The method returns a list of paths to its inputs and the processed outputs saved on disk. These paths can be used to load the results for further processing and visualization.
# First we define a function to calculate the umap reduction
def umap_reducer(x: np.ndarray, dims: int = 3, nns: int = 10) -> np.ndarray:
"""UMAP reduction of the input data."""
reducer = umap.UMAP(
n_neighbors=nns,
n_components=dims,
metric="manhattan",
spread=0.5,
random_state=2,
)
reduced = reducer.fit_transform(x)
reduced -= reduced.min(axis=0)
reduced /= reduced.max(axis=0)
return reduced
# load the features output by our feature extractor
pos = np.load(global_save_dir / "wsi_features" / "0.position.npy")

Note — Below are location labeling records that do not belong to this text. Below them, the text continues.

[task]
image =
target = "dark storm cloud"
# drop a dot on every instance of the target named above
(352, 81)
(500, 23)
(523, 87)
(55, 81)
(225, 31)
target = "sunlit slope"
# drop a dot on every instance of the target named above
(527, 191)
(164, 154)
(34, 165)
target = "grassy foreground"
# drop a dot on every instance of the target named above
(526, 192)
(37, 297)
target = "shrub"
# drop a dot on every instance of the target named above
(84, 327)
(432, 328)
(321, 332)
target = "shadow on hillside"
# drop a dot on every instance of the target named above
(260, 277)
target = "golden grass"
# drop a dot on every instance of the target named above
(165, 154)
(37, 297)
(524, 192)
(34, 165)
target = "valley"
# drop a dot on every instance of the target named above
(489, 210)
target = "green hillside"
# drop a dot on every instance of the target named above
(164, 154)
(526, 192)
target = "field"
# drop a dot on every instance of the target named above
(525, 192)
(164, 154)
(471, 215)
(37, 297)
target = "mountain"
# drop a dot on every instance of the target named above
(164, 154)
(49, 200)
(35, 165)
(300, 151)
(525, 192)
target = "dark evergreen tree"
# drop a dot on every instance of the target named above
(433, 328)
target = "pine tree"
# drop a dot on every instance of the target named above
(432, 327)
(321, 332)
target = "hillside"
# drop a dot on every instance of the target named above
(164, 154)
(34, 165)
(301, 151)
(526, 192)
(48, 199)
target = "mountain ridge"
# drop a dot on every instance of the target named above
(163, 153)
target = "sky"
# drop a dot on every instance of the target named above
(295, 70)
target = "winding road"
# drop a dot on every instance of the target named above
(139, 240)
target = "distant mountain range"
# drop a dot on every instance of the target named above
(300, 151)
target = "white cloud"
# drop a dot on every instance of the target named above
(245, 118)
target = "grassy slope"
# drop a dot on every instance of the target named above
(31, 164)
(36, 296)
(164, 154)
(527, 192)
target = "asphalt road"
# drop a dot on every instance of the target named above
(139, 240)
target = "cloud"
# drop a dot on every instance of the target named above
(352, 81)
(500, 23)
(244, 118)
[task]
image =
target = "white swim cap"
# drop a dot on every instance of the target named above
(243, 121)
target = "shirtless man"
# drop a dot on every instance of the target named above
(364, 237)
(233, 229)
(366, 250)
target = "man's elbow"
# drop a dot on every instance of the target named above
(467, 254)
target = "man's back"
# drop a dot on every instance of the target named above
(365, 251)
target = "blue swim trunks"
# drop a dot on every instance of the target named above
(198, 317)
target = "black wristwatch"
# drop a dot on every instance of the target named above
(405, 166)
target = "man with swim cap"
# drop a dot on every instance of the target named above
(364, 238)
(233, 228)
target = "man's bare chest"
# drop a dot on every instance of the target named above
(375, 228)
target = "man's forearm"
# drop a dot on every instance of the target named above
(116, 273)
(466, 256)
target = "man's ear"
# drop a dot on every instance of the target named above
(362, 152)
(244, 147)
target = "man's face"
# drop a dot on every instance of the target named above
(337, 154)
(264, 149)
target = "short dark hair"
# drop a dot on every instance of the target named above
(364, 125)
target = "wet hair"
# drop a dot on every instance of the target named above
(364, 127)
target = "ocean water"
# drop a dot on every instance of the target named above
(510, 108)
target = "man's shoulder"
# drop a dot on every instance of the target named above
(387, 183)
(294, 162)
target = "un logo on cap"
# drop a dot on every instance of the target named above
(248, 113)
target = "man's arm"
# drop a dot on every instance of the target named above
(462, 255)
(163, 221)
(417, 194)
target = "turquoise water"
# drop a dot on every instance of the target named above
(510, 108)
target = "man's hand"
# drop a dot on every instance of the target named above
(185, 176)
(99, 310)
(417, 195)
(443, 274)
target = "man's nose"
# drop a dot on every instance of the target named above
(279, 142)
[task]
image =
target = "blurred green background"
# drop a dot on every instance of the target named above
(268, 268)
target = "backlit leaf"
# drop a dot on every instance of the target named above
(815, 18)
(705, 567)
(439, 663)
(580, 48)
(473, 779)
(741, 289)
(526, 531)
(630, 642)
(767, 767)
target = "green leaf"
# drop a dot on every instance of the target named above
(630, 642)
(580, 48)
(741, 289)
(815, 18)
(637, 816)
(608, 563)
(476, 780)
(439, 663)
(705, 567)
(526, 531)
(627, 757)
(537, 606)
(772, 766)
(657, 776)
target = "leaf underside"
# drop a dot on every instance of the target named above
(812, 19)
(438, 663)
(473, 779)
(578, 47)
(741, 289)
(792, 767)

feats = np.load(global_save_dir / "wsi_features" / "0.features.0.npy")
pos = pos / 8 # as we extracted at 0.5mpp, and we are overlaying on a thumbnail at 4mpp
# reduce the features into 3 dimensional (rgb) space
reduced = umap_reducer(feats)
overview_resolution = (
4 # the resolution in which we desire to merge and visualize the patch predictions
)
# the unit of the `resolution` parameter. Can be "power", "level", "mpp", or "baseline"
overview_unit = "mpp"
wsi = WSIReader.open(wsi_path)
wsi_overview = wsi.slide_thumbnail(resolution=overview_resolution, units=overview_unit)
plt.figure(), plt.imshow(wsi_overview)
plt.axis("off")
# plot the feature map reduction
plt.figure()
plt.imshow(wsi_overview)
plt.scatter(pos[:, 0], pos[:, 1], c=reduced, s=1, alpha=0.5)
plt.axis("off")
plt.title("UMAP feature embedding")
Text(0.5, 1.0, 'UMAP feature embedding')


We observe that the feature map from our feature encoder captures similar information about the tissue types in the WSI, as different tissue types appear in distinct colors. This serves as a good sanity check, confirming that our models are functioning as expected.